IA Regnum military observer Leonid Nersisyan recently took a stab at preparing Russian public opinion for the eventual sale of S-400 SAMs and Su-35S fighters to China. A major arms deal with China should be expected, especially given Moscow’s turn further east in the wake of Western sanctions.
Nersisyan aims to refute usual complaints about exporting Russia’s most advanced weaponry to China, i.e. that Beijing will quickly copy and sell it more cheaply. He dials back to the early 1990s.
The sale of S-300 SAMs began in 1993, amounting to something between 24 and 40 battalions of three variants. Along the way, China developed a copy, the HQ-9, similar but less capable than the original in many performance parameters. If it had been a really good knock off, Nersisyan argues, the HQ-9 would be found in many of the world’s armies, but it isn’t.
The S-300 has grown old, and the money earned from China went into S-400 development and saved Almaz-Antey from bankruptcy at a time of little, if any, Russian military procurement. Nersisyan concludes that:
“. . . the deal was successful — the system was copied (with deficiencies) only two decades after the first deliveries, when it had already grown old, and Russia had more modern analogues.”
Nersisyan points also to the Su-27 sale. First Russia sold Beijing 24, then 200 kits for assembly in China. But the Chinese stopped the transfer at 100, and began producing a copy, the J-11B. However, its engine proved unreliable in comparison with Russia’s AL-31F, which the Chinese opted to buy for their domestic fighters.
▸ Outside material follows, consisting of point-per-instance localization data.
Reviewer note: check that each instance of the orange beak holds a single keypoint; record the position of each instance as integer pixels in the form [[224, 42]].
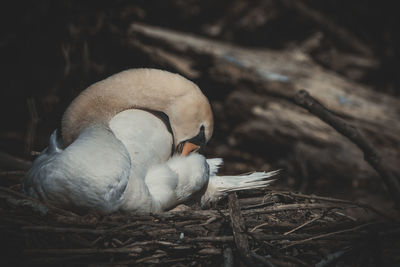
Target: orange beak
[[189, 148]]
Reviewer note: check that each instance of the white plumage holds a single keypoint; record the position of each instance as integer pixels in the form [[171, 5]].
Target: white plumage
[[124, 162]]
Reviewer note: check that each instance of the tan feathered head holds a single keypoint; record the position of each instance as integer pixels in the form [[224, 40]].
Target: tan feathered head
[[188, 110]]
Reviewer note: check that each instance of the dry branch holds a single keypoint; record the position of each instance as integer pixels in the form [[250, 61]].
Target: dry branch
[[304, 99]]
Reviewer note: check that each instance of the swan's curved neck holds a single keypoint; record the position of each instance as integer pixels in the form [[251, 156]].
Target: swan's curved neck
[[139, 88]]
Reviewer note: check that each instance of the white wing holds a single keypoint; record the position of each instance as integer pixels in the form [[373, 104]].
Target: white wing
[[220, 186]]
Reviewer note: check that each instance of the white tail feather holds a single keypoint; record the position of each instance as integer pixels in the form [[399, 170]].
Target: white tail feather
[[219, 186]]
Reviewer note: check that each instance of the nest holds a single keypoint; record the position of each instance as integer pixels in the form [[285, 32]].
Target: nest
[[263, 228]]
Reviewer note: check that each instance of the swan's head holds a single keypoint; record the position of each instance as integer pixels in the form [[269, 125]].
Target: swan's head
[[188, 110], [191, 122]]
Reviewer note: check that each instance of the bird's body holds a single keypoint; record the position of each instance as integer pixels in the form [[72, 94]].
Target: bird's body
[[122, 160]]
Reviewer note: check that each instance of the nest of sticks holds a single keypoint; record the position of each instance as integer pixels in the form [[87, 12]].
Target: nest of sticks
[[272, 228]]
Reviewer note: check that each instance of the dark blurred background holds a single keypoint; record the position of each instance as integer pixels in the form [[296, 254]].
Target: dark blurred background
[[52, 50]]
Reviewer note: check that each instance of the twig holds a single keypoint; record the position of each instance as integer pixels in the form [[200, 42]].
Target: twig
[[304, 99], [64, 230], [336, 200], [332, 257], [328, 234], [32, 124], [83, 251], [228, 257], [238, 226], [304, 224], [288, 207], [12, 162]]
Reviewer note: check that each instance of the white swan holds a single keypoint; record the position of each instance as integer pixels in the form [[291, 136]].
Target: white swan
[[115, 149]]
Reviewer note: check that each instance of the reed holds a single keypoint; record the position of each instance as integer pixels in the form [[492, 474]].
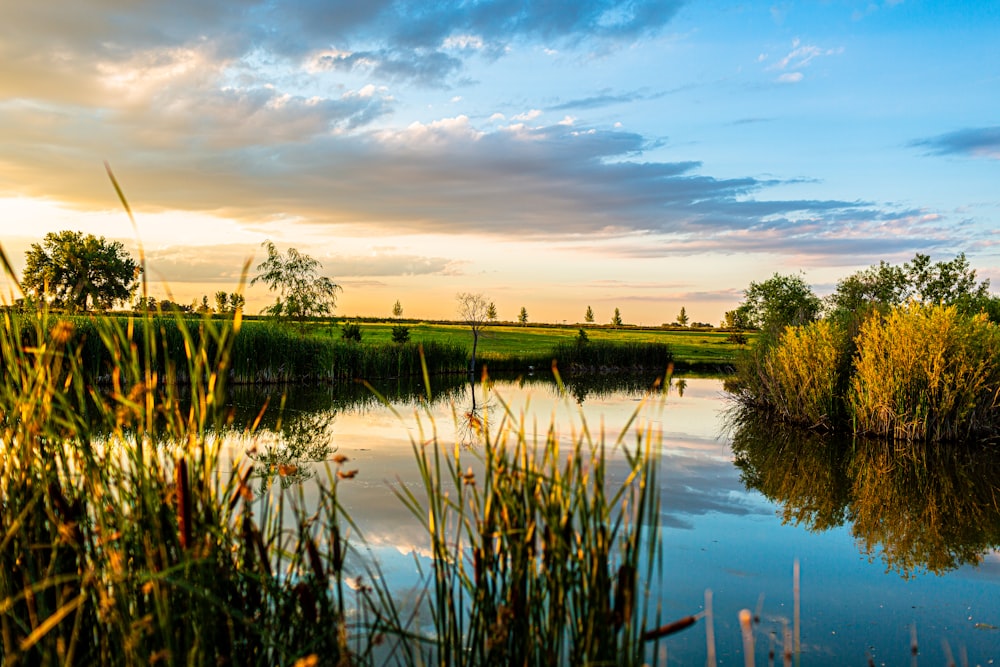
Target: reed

Similarly, China bought nearly 100 Su-30 variants beginning in 2000 before producing a copy, the J-16, which also lacks a reliable engine. China’s difficulty, according to various reports, is manufacturing turbine blades and plates.
Neither the J-11B nor the J-16 is being produced in volume, and Russian aircraft remain the foundation of Chinese fighter aviation.
So, concludes Nersisyan, it will take China 20 years to copy the more complex S-400, while Russia is deploying the S-500. Copying the generation 4++ Su-35S will be complicated by its more advanced thrust-vectored AL-41F1S engine, and Russia will be fielding the PAK FA / T-50 in the meantime.
Nersisyan writes that becoming a real competitor in the global arms market requires original RDT&E, not copying. He sums up in three maxims:
- Modern technologies don’t lend themselves to quick copying.
- Copiers always lag behind.
- The copy is often worse than the original.
What do others say about the threat of Chinese copying?
CAST’s Vasiliy Kashin agrees that fears are exaggerated because people don’t understand the obstacles to successful copying or that China’s military modernization is directed against the U.S. (something that, he adds, benefits Moscow). He also blames much of the copying of Russian fighters on Ukrainian technical cooperation with China.
Vasiliy Sychev has written that S-400 and Su-35S sales to China will be straight sales without any technical or production licenses. Moscow typically wants to sell more, and Beijing buy less, but the sides have worked toward the middle. A new deal (or deals) will be for 2-4 SAM battalions and 24 fighters ($1.5 billion, or $60 million per).
Nor does Viktor Murakhovskiy see anything critical because Russian capabilities will be ahead of what China gets.
More Sinophobic, Aleksandr Khramchikhin says there’s an active and effective pro-China lobby in Moscow’s power ministries and OPK, and he believes Russia needs to understand it faces a grave threat from China.